I have been very blessed to grow up with a God-loving family. I went to Sunday School, sang in children's choir, and participated in just about every activity. My mom would help out in Vacation Bible School and my daddy would practice my Bible verses on the way to Awanas. We went every Sunday morning, Sunday evening, and Wednesday night (and then some). My grandparents would take me to church as a young girl on the days I spent the night. Yes, I was very blessed to have a Christian family to raise me up.
Once in middle school, I began to notice the dynamic of my church friends change. The boys were separated from the girls, and then even the girls were divided. The cliques began to form and it was easy to differentiate between the popular girls and everyone else. Let's face it-I didn't fit in. It wasn't that I wasn't in the popular crowd per se, it was more that I just didn't have a clique and tried to be friends with everyone. I noticed many of the girls I had grown up with in church start to live different lives at school and quickly struggled to know what a genuine relationship with Christ looked like.
I turned to boys to avoid the drama of "catty girls" and rumors soon formulated. Did I get a little too involved in the relationships I had, sure I did. Don't we all? Hand holding, first kisses, going on dates...it was easy to get wrapped up in boyfriends. Although I tried not to let the things people said bother me, they did. I wasn't invited to the local parties and didn't understand the "inside jokes" the girls would tell. Part of me was relieved that I had allowed some of my innocence to remain intact. I never drank, smoke, tried drugs, or cussed. And, even though I began to go to churches with my boyfriends whenever possible, all my church family saw was an empty seat in my hometown church.
In college, I quickly embraced the freedom of not having to deal with the hurtful things people said back at church. I would still visit on holidays with my family, but I didn't have to sit through Sunday School week after week and watch people talk about God and then turn their backs on Him when they walked out the door. I didn't have to endure the whispers behind my back or the "church answers" from people just to keep up the appearance of being a Christian. However, I learned I wasn't much better than them.
I learned how to put on "the act" of obeying God- knowing what to say when people were around me, and knowing just how close to the line I could get before it was "too close". Thank goodness God places the right people in our lives.
Once I started dating my husband, we began to attend church together again. The sermons would feed my soul and give me just what I needed to make it through the week. Then, Sunday would come around and I would get my fill for the next week. I began to love others again. I developed more of a servant heart and found myself wanting to get deeper in God's word. I began to challenge the idea of normalcy in the world. I decided to live beyond what others had taught me and instead focus on what Christ had taught me. I entrusted Him with my relationship with my husband and watched us grow closer together. Our marriage was formed on a solid foundation of wanting to live in a way that others would come to know the love of Christ. I watched my husband's heart change as he began to soften his words and love me in an unconditional way. His temper faded, his words were more considerate, he listened and validated my feelings, he watched what came out of his mouth and worked hard to witness to others. We made tough decisions that others would never understand, but we were blessed tremendously along the way. When we stepped out in faith, we were welcomed with affirmation. Our finances were taken care of as we began to tithe. Everything began to fall into place.

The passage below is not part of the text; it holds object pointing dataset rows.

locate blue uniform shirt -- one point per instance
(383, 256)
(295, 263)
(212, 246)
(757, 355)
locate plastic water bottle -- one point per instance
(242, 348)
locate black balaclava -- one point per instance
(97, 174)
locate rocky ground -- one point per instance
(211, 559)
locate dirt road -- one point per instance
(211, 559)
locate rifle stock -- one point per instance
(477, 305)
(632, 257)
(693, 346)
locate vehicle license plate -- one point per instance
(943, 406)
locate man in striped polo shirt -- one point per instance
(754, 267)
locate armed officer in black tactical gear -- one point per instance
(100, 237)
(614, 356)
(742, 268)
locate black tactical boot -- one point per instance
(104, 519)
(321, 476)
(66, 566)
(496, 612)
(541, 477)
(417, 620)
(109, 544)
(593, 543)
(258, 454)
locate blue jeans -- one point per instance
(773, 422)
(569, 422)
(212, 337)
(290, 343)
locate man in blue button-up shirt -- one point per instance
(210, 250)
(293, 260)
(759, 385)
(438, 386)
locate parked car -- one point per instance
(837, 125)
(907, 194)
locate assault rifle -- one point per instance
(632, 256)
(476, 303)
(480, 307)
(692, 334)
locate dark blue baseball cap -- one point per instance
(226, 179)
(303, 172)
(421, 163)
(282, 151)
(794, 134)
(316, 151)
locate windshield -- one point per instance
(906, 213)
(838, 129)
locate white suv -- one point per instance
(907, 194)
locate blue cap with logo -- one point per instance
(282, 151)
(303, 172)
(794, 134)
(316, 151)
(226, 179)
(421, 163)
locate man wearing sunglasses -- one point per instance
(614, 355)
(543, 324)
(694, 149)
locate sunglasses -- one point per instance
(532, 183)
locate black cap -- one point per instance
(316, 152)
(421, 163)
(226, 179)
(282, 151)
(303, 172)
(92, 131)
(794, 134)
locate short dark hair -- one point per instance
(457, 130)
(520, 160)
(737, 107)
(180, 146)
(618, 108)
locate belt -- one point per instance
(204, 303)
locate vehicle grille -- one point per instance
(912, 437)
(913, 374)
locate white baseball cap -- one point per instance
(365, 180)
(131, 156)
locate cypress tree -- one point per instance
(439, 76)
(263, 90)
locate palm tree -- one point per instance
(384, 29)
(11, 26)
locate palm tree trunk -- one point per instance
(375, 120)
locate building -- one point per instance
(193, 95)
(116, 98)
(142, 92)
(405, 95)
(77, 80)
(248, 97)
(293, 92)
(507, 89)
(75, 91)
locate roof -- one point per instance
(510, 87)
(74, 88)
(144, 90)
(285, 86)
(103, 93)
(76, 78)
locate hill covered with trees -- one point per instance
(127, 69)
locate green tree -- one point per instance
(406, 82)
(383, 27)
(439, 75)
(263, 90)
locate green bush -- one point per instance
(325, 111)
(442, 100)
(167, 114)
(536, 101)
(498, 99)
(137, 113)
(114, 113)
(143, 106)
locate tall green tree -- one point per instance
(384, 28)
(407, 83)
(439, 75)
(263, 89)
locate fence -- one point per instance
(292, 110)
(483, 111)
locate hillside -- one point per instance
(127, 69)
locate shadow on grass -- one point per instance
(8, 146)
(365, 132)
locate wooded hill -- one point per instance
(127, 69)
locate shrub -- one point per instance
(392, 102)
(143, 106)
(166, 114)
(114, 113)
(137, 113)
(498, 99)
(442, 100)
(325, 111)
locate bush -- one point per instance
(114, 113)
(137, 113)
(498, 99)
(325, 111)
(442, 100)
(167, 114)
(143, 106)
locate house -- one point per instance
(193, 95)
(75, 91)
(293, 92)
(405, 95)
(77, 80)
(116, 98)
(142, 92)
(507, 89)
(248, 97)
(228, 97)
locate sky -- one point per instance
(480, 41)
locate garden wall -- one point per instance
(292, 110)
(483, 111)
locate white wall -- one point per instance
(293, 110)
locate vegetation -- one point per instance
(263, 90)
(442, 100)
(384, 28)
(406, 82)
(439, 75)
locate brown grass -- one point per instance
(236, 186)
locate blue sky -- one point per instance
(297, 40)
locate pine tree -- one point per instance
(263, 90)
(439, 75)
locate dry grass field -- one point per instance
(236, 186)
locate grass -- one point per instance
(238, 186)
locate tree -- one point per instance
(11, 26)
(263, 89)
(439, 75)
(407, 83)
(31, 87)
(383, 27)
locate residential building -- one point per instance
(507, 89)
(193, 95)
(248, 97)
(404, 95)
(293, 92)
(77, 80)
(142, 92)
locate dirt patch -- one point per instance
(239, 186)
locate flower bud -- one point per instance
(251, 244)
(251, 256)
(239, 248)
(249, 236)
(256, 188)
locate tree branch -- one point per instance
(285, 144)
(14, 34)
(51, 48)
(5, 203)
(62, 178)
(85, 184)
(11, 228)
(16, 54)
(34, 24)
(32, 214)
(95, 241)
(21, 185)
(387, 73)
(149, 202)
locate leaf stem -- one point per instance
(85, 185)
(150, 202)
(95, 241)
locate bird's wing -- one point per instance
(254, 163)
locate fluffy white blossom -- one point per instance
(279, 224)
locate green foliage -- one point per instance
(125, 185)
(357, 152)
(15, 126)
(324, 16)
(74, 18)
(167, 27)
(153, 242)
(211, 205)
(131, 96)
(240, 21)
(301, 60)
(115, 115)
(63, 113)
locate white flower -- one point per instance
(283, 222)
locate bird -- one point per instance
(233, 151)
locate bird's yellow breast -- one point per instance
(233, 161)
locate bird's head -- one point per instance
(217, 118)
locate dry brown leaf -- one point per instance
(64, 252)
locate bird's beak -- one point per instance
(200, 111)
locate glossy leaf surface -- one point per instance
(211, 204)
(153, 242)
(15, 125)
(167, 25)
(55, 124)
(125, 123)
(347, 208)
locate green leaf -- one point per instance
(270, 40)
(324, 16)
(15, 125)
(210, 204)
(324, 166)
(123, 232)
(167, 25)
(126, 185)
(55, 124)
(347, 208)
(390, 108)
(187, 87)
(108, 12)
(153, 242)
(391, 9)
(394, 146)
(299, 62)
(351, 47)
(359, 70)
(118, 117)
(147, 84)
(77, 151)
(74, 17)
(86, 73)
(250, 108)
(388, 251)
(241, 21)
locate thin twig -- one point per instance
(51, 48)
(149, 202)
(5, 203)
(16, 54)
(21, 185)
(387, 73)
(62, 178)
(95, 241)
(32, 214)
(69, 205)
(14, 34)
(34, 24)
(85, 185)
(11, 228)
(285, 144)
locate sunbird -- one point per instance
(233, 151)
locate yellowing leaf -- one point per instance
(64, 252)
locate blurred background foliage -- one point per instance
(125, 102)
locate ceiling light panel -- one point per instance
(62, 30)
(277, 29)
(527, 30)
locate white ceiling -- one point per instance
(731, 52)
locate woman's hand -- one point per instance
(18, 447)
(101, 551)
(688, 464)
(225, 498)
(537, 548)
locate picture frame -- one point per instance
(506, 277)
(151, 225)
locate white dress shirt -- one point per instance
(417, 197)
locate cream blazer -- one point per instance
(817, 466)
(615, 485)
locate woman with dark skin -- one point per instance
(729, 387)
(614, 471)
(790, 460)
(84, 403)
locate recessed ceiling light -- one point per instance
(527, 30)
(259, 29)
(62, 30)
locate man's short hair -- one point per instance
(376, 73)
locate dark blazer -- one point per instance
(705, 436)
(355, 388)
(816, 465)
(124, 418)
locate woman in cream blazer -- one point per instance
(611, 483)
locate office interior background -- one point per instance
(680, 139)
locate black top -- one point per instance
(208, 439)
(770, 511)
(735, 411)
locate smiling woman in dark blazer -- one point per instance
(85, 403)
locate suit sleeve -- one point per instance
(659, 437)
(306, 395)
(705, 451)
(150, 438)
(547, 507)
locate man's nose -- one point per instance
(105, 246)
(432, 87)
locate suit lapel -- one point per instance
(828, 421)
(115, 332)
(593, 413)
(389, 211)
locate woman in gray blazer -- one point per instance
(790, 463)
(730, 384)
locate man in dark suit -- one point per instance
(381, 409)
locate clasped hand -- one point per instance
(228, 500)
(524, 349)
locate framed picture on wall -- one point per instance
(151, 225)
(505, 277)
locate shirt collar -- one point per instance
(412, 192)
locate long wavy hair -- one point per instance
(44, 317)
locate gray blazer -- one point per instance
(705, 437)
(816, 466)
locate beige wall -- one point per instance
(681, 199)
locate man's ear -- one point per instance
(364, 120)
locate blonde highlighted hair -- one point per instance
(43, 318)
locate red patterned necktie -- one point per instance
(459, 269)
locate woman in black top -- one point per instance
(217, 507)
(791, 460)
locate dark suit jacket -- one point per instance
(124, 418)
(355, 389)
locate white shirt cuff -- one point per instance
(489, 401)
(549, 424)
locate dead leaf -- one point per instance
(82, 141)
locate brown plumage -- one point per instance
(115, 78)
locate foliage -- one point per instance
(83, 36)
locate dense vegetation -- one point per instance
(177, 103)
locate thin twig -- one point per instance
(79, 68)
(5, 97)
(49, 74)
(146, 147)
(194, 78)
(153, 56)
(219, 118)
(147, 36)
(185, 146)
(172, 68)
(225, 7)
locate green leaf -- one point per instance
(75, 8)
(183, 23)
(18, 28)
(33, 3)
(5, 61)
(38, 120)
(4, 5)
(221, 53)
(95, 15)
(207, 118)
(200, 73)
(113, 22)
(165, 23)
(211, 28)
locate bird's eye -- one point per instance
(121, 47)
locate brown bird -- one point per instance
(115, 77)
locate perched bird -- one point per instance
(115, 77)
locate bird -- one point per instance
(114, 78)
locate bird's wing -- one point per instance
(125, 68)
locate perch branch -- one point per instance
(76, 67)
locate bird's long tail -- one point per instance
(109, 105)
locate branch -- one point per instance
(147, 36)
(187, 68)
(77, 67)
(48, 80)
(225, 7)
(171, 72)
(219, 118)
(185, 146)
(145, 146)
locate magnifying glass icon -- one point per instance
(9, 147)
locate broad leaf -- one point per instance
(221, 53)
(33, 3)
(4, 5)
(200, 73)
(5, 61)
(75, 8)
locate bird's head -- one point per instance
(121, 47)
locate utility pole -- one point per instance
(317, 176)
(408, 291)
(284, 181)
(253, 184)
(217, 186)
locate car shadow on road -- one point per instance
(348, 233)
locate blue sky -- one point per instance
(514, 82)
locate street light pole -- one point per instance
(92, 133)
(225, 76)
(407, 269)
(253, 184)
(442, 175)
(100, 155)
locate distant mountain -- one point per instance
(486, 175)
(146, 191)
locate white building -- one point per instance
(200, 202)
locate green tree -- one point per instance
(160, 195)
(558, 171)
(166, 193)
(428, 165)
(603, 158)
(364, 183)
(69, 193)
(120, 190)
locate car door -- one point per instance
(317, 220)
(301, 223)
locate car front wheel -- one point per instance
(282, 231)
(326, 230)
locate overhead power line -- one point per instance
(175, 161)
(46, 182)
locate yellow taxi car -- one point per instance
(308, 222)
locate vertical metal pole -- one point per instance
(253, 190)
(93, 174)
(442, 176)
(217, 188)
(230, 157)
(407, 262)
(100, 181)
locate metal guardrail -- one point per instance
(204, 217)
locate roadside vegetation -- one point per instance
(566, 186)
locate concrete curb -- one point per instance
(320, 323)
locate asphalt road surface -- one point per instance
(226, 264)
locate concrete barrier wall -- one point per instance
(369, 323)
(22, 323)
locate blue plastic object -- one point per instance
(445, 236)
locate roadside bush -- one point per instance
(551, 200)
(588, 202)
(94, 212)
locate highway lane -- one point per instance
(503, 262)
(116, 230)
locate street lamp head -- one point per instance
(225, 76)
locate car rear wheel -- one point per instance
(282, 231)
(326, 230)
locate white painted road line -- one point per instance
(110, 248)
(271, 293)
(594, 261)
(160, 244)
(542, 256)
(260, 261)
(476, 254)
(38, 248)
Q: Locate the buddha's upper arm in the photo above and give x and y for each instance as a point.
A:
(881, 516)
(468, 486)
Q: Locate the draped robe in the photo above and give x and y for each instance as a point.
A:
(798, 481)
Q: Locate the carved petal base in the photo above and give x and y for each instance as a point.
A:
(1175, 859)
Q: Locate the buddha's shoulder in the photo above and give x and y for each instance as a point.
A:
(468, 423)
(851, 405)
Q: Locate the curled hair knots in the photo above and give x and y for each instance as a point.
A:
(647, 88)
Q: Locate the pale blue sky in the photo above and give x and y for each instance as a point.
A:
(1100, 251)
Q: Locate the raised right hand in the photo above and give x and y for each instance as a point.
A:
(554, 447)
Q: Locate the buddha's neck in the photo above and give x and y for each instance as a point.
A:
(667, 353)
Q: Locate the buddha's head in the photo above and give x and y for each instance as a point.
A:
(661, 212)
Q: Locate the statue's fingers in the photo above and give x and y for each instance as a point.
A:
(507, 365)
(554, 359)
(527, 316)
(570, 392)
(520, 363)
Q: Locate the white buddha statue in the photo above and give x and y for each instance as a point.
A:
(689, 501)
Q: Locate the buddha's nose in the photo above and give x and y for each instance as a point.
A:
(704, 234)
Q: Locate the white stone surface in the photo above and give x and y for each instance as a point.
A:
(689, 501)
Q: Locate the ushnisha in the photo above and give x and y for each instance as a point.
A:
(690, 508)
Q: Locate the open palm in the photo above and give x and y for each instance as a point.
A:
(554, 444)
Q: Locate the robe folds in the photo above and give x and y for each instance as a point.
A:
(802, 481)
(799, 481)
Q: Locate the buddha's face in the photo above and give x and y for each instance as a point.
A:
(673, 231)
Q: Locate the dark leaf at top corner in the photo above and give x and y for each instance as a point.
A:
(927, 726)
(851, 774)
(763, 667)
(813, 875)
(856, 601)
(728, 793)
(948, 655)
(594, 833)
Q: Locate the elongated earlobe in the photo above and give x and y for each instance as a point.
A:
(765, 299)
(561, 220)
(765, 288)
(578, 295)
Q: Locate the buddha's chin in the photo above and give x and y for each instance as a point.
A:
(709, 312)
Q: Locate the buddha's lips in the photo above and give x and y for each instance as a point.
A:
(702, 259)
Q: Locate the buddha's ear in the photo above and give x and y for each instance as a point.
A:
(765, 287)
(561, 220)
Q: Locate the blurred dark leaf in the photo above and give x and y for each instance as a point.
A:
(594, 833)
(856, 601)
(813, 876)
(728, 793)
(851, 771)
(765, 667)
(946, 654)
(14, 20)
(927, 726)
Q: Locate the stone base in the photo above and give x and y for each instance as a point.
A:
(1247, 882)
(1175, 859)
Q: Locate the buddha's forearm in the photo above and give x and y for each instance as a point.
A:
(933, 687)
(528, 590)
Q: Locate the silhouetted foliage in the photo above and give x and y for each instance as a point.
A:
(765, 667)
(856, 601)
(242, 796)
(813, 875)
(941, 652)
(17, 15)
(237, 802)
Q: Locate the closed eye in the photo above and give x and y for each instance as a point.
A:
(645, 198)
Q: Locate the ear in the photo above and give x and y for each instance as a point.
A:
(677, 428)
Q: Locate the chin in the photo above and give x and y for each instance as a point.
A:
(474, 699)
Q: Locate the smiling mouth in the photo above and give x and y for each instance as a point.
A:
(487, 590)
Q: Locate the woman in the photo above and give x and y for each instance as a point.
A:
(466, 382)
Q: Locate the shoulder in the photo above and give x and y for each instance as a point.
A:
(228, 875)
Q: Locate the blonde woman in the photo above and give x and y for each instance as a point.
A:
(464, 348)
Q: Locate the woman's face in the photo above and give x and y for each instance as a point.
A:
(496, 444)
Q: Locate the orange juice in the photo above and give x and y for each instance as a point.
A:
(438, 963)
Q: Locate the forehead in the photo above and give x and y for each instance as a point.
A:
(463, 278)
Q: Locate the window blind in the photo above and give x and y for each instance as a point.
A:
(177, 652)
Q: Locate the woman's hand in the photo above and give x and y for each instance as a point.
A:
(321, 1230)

Everything except our desire to be parents.
This very real struggle of infertility was like a dark cloud suspended over our heads. There were days I didn't know how to function because I couldn't handle the idea of God giving me such a strong desire to be a mom and never fulfilling it. The pain of being around friends that continued to be blessed with children was enough to push me over the edge. Despite wanting to get closer in small groups at church, the description always read, "children welcome". Sitting in a group of parents our age as they discussed the stories of their precious children week after week was too much to bear. For this reason, we held off joining a lifegroup.
Wanting to stay connected, we chose to serve whenever possible at our church. We gained a couple of close relationships and continued to question what God's purpose was in our lives. Taking a step of faith, we decided to pursue different career paths. And, the day I put in my notice was the day Joshua received the job offer he had been waiting for.
Soon after his news, I was accepted for a position within our church. I was over the moon. To be working in a place that was full of other believers and serving behind the scenes was a dream come true. Although I was in the finance department, I never questioned whether or not God wanted me to be in that position because He was the one that had directed my path.
Some have heard my experience from working at the church; however, some of the lessons I learned during this season are still hard to swallow. Working in various roles over the last decade, this was the position that I felt the least accepted in. After praying for answers along the way, it was clear that God had used this season in my life to get closer to Him. The words that followed from colleagues after putting in my notice, are painful to revisit. I watched people fall victim of the very things I had seen starting as a middle schooler when cliques formed and separate lives developed. It was hard to allow these things not to push me away.